7. Ainsi qu'il a été dit plus haut, deux scrutins ont été successivement organisés, le second n'étant rendu nécessaire que du fait du résultat du premier, à l'issue duquel un poste d'adjoint était toujours vacant. A chacun de ces deux scrutins, un unique poste d'adjoint était à pourvoir. Par suite, les deux élections devaient être organisées au scrutin uninominal, selon les règles prévues à l'article L. 2122-7-2 du code général des collectivités territoriales, et non au scrutin de liste.
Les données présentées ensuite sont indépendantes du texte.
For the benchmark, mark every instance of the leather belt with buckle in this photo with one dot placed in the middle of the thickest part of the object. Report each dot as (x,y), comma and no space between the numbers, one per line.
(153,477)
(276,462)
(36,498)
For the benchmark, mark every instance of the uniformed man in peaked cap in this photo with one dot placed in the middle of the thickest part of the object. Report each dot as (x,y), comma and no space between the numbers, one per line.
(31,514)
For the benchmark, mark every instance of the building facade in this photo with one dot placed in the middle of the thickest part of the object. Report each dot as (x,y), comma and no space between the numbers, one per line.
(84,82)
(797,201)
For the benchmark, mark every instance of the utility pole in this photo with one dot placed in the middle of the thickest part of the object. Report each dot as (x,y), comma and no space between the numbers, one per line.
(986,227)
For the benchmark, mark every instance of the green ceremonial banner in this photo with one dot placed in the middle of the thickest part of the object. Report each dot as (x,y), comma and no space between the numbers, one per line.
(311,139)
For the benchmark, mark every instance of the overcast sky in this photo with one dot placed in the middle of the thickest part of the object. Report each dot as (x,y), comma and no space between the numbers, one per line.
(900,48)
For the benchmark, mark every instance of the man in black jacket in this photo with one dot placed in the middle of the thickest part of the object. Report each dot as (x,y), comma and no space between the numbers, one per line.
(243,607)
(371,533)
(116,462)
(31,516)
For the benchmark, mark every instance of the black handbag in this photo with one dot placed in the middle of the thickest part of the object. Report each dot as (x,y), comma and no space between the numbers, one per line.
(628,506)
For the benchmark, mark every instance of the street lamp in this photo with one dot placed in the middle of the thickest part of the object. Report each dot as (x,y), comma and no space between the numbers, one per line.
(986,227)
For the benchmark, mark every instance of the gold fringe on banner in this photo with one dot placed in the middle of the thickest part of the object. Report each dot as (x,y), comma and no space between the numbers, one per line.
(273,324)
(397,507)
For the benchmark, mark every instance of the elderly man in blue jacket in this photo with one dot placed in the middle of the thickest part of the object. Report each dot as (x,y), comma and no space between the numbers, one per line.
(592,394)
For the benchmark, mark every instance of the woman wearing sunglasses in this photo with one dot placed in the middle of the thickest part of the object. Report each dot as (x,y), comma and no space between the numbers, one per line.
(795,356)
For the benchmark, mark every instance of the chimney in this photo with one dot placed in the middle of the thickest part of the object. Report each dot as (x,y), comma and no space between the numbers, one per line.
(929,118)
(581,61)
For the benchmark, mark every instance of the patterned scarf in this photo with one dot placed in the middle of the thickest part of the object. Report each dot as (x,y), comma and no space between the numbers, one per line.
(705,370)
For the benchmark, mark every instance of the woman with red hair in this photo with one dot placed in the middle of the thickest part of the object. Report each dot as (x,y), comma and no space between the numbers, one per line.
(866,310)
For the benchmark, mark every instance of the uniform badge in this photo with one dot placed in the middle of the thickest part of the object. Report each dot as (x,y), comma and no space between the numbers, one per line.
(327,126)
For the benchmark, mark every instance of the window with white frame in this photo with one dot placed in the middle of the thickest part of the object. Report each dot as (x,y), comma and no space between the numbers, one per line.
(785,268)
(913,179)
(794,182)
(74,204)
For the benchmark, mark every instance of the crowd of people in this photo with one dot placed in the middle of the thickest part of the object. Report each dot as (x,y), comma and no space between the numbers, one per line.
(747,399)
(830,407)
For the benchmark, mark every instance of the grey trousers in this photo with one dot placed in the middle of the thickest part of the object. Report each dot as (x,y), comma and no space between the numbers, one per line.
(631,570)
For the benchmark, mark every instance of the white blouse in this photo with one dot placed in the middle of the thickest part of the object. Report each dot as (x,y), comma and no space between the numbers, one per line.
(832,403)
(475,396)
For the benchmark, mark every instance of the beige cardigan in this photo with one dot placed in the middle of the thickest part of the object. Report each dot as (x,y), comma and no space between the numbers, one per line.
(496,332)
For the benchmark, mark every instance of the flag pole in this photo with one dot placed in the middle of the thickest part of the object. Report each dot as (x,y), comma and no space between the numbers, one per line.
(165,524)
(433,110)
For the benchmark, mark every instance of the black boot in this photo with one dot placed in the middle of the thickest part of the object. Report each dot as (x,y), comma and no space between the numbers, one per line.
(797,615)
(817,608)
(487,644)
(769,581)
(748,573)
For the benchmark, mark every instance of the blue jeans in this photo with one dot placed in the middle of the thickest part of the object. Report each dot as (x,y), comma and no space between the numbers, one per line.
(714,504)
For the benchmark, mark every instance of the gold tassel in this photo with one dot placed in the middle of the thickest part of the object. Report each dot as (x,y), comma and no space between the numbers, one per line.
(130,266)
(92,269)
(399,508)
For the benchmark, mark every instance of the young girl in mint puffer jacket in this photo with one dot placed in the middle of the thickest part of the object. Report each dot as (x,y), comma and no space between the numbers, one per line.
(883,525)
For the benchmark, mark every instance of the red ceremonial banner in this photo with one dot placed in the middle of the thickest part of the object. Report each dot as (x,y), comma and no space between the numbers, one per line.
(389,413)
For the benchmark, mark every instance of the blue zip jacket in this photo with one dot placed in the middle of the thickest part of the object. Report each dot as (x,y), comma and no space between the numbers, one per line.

Le moyen tiré de la méconnaissance de la règle du scrutin de liste doit donc être écarté.

8. Il résulte de tout ce qui précède que M. D n'est pas fondé à demander l'annulation des opérations électorales du 9 mai 2023 aux termes desquelles le conseil municipal de la commune de Bagnolet a élu M. B A en qualité de premier adjoint et M. Ihsen Ounissi en qualité de septième adjoint.

D E C I D E :

Article 1er : La protestation électorale de M. D est rejetée.

Article 2 : Le présent jugement sera notifié à M. E D, M. B A et M. Ihsen Ounissi.

Copie pour information en sera adressée à la commune de Bagnolet et au préfet de la Seine-Saint-Denis.

Délibéré après l'audience du 21 juin 2023, à laquelle siégeaient :

M. Romnicianu, président,

Mme Dupuy-Bardot, première conseillère,

M. Khiat, conseiller.

Rendu public par mise à disposition au greffe le 23 juin 2023.

La rapporteure,

N. Dupuy-Bardot

Le président,

M. Romnicianu

La greffière,

S. Le Bourdiec

La République mande et ordonne au préfet de la Seine-Saint-Denis en ce qui le concerne et à tous commissaires de justice à ce requis en ce qui concerne les voies de droit commun, contre les parties privées, de pourvoir à l'exécution de la présente décision.